Let's break down the bullish argument for each one.
A closer look at BP
OK, so you think Ben Bernanke is going to print money until we all drown in a sea of inflation, do you? I don't blame you. But rather than jump on everyone's favorite inflation hedge, gold (the same people saying gold can go nowhere but up rely on the same stretched, fanatical, arguments used to justify housing's endless potential in 2005), may I suggest another commodity that can hold its purchasing power, provides actual utility to the economy, and spew off huge dividends? I'm talking oil, and the company in focus is BP.

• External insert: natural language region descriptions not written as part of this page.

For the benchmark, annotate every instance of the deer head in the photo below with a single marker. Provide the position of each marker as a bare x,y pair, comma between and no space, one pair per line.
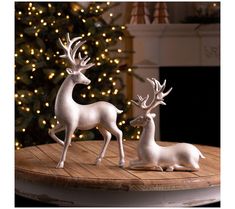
79,64
158,98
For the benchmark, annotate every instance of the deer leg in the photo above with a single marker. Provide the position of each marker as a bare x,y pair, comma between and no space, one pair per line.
55,130
141,165
118,134
107,137
68,136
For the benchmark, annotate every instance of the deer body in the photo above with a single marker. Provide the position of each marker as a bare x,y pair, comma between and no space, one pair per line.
72,116
151,156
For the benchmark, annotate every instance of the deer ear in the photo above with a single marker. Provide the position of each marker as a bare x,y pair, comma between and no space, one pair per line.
69,71
153,115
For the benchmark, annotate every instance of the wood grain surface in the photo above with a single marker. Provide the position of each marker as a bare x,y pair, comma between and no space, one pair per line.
37,164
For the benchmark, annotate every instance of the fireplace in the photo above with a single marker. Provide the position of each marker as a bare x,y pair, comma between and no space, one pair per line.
188,57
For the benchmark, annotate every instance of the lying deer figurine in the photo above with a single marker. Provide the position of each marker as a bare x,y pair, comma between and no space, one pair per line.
72,115
151,156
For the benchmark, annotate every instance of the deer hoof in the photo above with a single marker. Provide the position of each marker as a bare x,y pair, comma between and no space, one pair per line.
122,164
60,165
170,169
98,161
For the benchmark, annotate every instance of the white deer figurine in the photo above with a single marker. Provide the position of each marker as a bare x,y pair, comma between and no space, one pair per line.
151,156
72,116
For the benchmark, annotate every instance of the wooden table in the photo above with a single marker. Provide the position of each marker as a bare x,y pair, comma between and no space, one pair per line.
81,183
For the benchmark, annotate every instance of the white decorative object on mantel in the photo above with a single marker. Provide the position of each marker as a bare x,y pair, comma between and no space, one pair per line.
151,156
139,13
71,115
160,15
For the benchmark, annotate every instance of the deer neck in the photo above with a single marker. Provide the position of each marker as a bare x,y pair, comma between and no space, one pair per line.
147,136
64,94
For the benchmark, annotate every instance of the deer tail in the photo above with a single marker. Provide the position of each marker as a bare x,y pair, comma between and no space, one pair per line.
201,155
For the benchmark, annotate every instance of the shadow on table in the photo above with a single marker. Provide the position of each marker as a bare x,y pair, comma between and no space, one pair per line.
25,202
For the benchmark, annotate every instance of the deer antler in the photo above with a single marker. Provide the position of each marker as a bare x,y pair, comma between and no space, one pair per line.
157,96
80,63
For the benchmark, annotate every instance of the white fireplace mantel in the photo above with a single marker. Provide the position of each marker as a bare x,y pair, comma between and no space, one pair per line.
177,45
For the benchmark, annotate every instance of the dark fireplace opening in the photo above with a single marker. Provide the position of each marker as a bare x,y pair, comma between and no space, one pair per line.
192,113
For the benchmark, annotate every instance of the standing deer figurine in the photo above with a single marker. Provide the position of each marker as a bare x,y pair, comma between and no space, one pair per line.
72,116
151,156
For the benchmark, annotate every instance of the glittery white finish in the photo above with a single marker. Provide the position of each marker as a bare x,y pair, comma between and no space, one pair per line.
151,156
72,116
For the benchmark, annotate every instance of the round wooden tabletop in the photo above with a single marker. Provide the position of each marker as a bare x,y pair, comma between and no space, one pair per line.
107,184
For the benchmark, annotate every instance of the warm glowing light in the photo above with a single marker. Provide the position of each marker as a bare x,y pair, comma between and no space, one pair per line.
32,51
51,76
116,61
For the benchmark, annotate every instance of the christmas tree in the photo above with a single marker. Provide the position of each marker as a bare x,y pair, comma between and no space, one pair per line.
39,71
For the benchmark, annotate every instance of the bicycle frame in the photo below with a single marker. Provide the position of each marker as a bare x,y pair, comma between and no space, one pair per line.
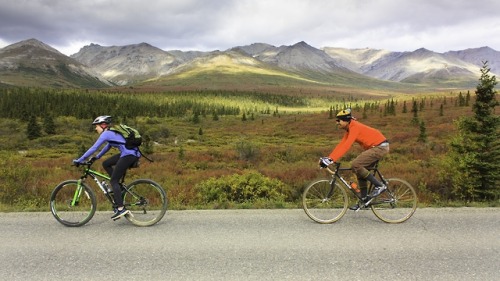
336,175
97,177
326,200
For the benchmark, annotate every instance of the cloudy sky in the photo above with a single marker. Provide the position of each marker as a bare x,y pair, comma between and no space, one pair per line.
207,25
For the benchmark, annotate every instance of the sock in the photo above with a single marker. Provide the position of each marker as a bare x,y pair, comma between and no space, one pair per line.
373,180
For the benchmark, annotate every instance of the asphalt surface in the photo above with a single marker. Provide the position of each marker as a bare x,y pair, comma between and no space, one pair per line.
435,244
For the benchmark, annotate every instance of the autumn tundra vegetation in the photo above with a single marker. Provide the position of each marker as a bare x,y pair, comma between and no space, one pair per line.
245,149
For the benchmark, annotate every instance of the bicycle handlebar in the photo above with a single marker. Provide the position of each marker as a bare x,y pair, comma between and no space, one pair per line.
337,166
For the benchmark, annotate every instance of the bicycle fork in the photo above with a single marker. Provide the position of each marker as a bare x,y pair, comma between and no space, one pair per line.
78,193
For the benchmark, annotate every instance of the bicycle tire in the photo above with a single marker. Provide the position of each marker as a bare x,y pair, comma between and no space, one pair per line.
397,204
147,202
319,207
72,214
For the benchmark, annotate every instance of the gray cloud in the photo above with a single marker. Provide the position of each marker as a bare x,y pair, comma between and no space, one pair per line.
396,25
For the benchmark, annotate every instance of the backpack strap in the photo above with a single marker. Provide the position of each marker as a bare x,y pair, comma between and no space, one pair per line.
143,155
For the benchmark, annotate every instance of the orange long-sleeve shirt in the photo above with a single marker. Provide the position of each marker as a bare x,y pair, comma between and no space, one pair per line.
366,136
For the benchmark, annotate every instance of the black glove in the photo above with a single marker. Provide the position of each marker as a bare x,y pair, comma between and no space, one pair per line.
324,162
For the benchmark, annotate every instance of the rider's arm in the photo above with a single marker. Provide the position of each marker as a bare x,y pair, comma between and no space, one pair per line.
344,145
99,142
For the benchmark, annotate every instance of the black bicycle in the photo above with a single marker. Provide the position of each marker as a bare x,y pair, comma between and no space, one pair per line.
73,202
327,200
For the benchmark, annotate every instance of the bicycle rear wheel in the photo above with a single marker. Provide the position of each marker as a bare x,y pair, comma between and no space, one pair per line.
397,204
147,202
72,205
324,203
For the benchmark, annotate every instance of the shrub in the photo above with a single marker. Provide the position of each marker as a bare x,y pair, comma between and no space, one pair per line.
248,187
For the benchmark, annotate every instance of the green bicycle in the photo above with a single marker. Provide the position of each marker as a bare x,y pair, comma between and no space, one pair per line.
73,203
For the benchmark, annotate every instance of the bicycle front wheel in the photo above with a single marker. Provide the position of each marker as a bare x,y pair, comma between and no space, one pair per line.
397,204
324,203
147,202
72,204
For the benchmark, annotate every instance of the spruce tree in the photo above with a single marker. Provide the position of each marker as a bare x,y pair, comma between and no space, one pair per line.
477,146
33,130
48,125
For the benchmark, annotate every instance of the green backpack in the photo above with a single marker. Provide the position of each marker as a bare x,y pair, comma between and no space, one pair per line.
132,137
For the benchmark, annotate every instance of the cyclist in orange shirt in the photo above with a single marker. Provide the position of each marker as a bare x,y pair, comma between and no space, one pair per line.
375,146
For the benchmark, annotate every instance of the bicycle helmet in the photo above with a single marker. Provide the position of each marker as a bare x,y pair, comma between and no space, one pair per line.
102,119
345,115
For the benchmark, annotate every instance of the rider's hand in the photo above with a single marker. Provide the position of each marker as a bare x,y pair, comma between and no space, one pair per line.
324,162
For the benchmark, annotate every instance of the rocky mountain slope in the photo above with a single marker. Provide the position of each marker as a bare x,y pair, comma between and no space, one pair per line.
33,63
143,64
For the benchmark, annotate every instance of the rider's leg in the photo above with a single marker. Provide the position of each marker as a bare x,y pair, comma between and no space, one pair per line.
121,167
366,159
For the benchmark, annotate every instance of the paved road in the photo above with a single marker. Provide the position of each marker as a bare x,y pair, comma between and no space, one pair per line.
435,244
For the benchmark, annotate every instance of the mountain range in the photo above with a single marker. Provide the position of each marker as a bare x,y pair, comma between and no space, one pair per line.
256,66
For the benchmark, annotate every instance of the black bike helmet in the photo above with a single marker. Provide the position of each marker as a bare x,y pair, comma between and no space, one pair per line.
345,115
102,119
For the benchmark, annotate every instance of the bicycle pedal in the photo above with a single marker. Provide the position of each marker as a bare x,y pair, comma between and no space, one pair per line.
367,204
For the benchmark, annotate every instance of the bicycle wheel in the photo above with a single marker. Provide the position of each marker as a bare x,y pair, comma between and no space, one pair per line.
397,203
147,202
72,205
324,204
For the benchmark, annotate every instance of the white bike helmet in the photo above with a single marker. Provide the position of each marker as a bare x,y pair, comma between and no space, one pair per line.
102,119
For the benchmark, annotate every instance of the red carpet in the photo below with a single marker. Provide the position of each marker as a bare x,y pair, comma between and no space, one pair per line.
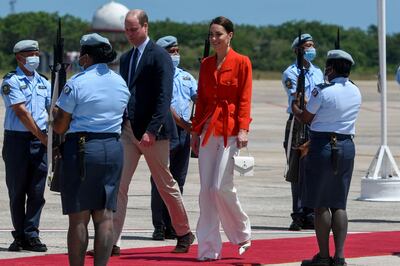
266,251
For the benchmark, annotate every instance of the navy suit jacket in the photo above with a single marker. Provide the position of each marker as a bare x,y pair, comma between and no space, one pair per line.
151,92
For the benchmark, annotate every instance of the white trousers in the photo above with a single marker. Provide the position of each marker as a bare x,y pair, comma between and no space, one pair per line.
218,200
156,157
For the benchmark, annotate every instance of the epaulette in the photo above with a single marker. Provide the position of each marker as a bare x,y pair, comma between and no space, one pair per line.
9,74
46,78
325,85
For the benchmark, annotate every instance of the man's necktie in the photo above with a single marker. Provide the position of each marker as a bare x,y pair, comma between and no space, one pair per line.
133,65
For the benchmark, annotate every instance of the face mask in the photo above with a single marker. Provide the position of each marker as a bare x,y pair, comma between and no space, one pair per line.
175,59
327,72
32,63
310,54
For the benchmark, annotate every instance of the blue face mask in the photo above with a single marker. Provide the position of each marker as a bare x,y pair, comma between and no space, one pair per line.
310,54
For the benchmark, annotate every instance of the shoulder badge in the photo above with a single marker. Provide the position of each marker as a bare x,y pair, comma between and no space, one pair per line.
46,78
325,85
288,83
67,90
9,74
5,89
315,92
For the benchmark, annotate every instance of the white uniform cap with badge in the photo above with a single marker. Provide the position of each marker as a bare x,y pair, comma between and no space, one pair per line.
167,41
340,54
26,46
305,37
94,39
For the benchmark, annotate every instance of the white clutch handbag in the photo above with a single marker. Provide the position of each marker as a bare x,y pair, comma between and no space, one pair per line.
243,165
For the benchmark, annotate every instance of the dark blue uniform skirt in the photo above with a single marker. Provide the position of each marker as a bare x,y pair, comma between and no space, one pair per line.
103,162
322,188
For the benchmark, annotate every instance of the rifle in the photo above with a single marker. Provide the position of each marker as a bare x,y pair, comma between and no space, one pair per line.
58,80
337,42
298,130
206,52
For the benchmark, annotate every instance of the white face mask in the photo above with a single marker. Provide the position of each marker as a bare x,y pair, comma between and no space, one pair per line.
32,63
175,59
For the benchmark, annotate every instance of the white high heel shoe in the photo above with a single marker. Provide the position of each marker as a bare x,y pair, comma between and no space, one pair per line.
244,246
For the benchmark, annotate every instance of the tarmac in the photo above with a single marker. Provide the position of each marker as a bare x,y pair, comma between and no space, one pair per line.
265,197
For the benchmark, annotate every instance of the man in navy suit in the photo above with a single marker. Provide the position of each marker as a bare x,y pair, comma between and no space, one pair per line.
148,71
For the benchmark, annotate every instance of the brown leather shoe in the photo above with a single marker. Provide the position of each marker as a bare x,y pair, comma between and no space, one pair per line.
115,251
184,242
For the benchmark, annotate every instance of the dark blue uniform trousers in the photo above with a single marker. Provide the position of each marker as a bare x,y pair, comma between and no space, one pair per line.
178,165
26,169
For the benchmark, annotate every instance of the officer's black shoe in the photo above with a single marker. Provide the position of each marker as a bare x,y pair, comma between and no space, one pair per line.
34,244
317,260
339,262
308,225
170,233
16,245
158,234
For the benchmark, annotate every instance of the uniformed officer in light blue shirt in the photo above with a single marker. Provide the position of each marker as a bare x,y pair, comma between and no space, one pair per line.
332,111
183,96
302,218
89,110
26,96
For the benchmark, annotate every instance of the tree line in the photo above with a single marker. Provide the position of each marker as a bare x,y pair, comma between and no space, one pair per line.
269,47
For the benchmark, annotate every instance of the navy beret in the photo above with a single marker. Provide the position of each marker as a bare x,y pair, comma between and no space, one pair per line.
26,46
93,39
305,37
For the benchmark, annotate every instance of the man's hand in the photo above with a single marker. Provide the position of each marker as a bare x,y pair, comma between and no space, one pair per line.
242,139
148,139
195,143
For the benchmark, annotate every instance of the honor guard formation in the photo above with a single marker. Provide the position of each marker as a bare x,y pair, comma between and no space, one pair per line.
156,110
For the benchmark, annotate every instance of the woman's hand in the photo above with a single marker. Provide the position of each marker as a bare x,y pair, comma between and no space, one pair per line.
242,139
195,143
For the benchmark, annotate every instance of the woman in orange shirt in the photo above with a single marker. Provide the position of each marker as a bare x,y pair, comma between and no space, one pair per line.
220,128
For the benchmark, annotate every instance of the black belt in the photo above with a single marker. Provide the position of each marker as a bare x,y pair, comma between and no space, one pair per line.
91,135
317,134
21,134
82,137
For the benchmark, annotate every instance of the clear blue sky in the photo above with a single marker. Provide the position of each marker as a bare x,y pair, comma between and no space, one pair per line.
348,13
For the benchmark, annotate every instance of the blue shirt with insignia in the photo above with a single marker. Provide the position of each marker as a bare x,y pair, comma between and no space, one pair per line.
185,87
313,76
96,98
33,91
336,106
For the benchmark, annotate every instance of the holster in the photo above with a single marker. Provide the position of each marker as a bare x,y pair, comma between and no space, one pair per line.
334,154
81,157
55,184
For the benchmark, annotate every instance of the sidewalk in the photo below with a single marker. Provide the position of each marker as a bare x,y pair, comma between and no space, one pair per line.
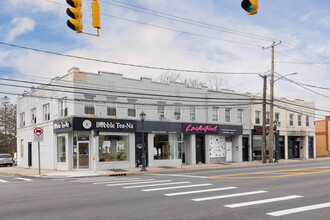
31,172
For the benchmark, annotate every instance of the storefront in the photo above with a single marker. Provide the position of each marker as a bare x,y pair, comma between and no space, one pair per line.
79,148
117,144
212,143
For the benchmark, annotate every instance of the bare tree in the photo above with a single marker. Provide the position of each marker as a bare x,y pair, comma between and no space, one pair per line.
194,82
215,82
167,77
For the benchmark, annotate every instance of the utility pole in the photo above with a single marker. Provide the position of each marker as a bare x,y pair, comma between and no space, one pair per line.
271,109
264,155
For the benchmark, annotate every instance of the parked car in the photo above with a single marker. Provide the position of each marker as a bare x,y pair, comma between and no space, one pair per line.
6,159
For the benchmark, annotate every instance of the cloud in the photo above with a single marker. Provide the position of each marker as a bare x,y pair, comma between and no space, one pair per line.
20,26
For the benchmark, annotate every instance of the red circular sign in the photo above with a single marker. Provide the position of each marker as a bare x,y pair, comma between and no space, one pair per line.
38,131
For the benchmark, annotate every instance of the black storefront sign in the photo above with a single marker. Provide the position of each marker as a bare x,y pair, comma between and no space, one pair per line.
88,124
195,128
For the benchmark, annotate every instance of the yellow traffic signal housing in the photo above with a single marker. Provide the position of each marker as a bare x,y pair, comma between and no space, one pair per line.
250,6
96,14
76,14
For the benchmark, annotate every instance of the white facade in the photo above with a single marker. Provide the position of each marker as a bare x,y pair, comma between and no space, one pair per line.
183,125
295,124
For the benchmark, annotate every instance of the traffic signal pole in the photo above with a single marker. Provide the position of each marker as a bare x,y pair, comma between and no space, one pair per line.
264,155
271,109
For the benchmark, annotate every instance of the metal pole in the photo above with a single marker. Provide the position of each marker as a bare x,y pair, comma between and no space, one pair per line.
271,109
94,159
143,153
39,157
264,155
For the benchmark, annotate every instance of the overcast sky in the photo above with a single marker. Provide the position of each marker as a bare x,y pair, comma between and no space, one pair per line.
225,40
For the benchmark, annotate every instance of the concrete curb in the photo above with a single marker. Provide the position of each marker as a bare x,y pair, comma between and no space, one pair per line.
30,172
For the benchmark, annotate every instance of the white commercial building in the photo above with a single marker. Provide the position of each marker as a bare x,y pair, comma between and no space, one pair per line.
183,125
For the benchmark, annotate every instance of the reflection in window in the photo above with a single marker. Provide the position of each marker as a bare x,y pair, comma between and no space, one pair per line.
113,148
166,147
61,149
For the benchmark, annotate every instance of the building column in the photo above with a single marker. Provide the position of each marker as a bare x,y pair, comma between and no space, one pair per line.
286,148
305,148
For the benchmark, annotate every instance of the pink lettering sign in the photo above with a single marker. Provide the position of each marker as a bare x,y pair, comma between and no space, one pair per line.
203,128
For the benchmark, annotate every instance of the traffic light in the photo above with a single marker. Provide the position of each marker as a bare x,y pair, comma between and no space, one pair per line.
76,14
96,14
250,6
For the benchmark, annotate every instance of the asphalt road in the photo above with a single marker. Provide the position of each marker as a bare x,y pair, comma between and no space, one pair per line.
281,191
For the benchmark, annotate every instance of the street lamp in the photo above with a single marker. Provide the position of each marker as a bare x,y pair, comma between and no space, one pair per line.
143,117
275,134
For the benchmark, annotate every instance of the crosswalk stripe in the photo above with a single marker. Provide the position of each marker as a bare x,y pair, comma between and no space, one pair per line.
103,179
299,209
122,181
179,175
228,196
263,201
158,184
132,183
200,191
176,187
25,179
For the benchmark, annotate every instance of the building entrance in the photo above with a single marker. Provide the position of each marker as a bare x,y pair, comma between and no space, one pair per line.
81,156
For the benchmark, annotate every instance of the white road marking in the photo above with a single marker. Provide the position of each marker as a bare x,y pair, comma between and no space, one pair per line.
122,181
179,175
99,179
159,184
228,196
300,209
200,191
25,179
132,183
263,201
176,187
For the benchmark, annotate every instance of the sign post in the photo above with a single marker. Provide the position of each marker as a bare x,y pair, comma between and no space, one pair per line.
38,134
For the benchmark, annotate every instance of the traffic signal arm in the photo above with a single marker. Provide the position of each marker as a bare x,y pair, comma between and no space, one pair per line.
250,6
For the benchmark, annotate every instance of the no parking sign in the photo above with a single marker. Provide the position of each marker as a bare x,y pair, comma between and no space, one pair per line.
38,134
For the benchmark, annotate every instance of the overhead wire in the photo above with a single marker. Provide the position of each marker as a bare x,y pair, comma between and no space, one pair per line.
120,63
186,20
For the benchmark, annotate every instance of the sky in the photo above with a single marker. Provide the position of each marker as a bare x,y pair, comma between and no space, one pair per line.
209,35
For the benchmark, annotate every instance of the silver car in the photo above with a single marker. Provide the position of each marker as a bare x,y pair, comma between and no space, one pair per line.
6,159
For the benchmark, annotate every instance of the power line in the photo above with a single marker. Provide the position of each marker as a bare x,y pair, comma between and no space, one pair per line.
121,63
187,20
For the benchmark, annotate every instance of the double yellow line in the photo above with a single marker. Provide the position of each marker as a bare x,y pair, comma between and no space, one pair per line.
274,174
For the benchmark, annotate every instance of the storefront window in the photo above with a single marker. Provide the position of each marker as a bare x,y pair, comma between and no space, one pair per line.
113,148
61,149
166,147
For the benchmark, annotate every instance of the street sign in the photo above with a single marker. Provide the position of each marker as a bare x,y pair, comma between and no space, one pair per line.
38,134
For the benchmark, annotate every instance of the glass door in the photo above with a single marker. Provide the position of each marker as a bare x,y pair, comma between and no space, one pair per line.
81,156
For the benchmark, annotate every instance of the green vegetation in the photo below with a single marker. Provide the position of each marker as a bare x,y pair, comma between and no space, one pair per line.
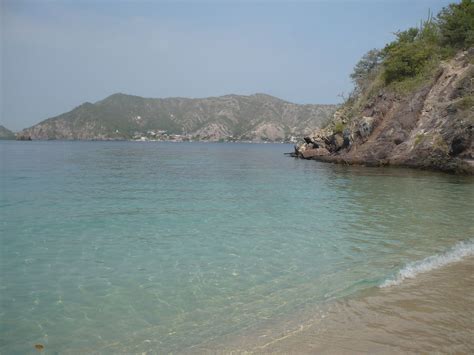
338,127
414,55
456,24
412,59
416,50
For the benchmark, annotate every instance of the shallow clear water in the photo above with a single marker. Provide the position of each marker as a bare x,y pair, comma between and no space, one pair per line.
124,246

Not only does BP look cheap on an absolute basis, but comparatively so next to some of its Big Oil buddies, at about nine times forward earnings compared to, say, ExxonMobil (NYSE:XOM) at nearly 13. The big bright spot here is its 5.8% dividend, which trounces just about anything you'll find among peers. As CAPS member arizonalawdog wrote earlier this summer (when the dividend yield was slightly higher), "How can you beat a great run company, a 7% dividend, and growth prospects as oil runs out and demand eventually increases?"
A closer look at Kraft
Most of the utterly disturbing values have dried up over the past many months. The easiest of the easy money is gone. Solid companies trading at five-times earnings, Alcoa (NYSE:AA) at $5 a share ... that was the stuff of this past March. You just don't find that any more.
What you can find, and what is still quite appealing, are companies like Kraft: World-class brands selling nondiscretionary items, trading attractive earnings multiple, and throwing off solid dividends, providing investors with stable, sturdy, respectable, long-term returns. "[Kraft] just strikes me as a winner right now. Good (safe?) yield, decent P/E situation, true blue-chip company, plus it just got its butt kicked. So I bought a small piece at $26.67 right at close" writes CAPS member scluffman.
A closer look at Pfizer
I don't know what health-care reform will do to the industry. I still don't know what death panels are, or whose pipeline is on track to slay whose. I don't know too many intricacies of the pharmaceutical industry. But I do know that when you buy a company like Pfizer at no more than eight times forward earnings and hold on for dear life, patient investors will almost certainly be pleased with results in due time. As CAPS member ACMIP wrote earlier this year:
Considering the large FCF yield and the quality of their business, investors should earn outstanding risk-adjusted returns over the next few years as the market awards Pfizer with a more appropriate valuation.
Why [Pfizer] (which is capable of generating at least $2 per share in owner earnings going forward) should trade hands at a discount to the run off value of its current portfolio is a mystery to me. A multiple rerating is only a matter of time. Outperform.